Il Giulio Cesare in Egitto di Georg Friedrich Händel, come ogni melodramma barocco si conclude con un lieto fine: Cesare trionfa sulle insidie che gli hanno teso i suoi avversari e si unisce a Clepatra (ne nascerà un figlio, Cesarione). Damiano Micheletto, nella sua regia, ci fa assistere, mentre la musica decreta il trionfo di Cesare, alla conclusione della storia: l’assassinio di Cesare, nella Curia, proprio sotto la statua di Pompeo, il condottiero che aveva sconfitto. Tutto lo spettacolo si muove nel solco della ambiguità dei destini umani.
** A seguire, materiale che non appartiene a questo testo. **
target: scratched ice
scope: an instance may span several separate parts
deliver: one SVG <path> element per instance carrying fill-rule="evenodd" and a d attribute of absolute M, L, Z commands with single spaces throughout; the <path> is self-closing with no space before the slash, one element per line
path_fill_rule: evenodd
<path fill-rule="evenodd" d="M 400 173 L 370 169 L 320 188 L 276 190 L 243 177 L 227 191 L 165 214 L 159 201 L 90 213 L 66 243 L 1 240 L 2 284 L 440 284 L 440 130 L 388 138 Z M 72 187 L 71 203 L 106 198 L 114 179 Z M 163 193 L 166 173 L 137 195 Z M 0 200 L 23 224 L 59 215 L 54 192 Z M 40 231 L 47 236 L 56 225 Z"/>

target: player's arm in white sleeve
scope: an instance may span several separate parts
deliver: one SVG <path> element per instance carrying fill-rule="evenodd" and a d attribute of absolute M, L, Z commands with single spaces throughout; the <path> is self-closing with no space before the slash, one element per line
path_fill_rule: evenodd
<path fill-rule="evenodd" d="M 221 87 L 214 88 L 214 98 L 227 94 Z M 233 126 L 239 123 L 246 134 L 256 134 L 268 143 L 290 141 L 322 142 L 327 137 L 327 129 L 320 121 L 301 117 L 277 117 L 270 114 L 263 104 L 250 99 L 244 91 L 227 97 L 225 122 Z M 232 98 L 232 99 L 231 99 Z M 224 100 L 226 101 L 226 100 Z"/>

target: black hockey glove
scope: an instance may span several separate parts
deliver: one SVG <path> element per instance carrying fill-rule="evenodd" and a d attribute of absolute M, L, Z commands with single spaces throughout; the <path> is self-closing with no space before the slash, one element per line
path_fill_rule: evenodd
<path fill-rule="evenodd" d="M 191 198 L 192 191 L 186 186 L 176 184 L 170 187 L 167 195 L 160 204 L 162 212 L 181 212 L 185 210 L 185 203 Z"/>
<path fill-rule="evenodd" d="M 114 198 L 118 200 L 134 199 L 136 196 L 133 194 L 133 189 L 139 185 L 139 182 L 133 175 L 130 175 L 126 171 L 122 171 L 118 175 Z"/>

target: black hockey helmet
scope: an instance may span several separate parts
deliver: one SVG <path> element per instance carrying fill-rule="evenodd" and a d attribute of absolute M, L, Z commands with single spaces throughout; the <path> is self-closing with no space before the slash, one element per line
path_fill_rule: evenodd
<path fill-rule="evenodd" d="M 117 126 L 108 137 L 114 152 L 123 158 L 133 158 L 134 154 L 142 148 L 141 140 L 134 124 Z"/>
IL POTENTE Cesare è un eroe in realtà fragilissimo, lui stesso a un certo punto si crede perduto. Cleopatra ambisce al trono di Egitto e per ottenerlo seduce sotto mentite spoglie Cesare, sconfiggendo il fratello Tolomeo; ma poi si innamora, e anche lei a un certo punto si vede perduta. Cornelia, la vedova di Pompeo, si trova a doversi difendere dalla libidine dei nemici del marito, a cominciare da Tolomeo. Tanta complessità trova una realizzazione meravigliosamente adeguata nell’interpretazione musicale di Rinaldo Alessandrini, che piega l’orchestra del Teatro dell’Opera alla prassi esecutiva barocca, così come la recitazione degli attori è voluta, da Michieletto, non realistica bensì simbolica. Tutti vi si adeguano alla perfezione: dal duttilissimo, intenso Raffaele Pe nella parte di Cesare, al giustamente nevrotico Carlo Vistoli nella parte di Tolomeo; dalla sofferta e sofferente Cornelia di Sara Mingardo alla seducente Cleopatra di Mary Bevan, che affronta con coraggio la sua difficile parte, a tutti gli altri. Suggestive le luci di Alessandro Carletti, efficaci i movimenti coregrafici di Thomas Wilhelm. Un trionfo per tutti.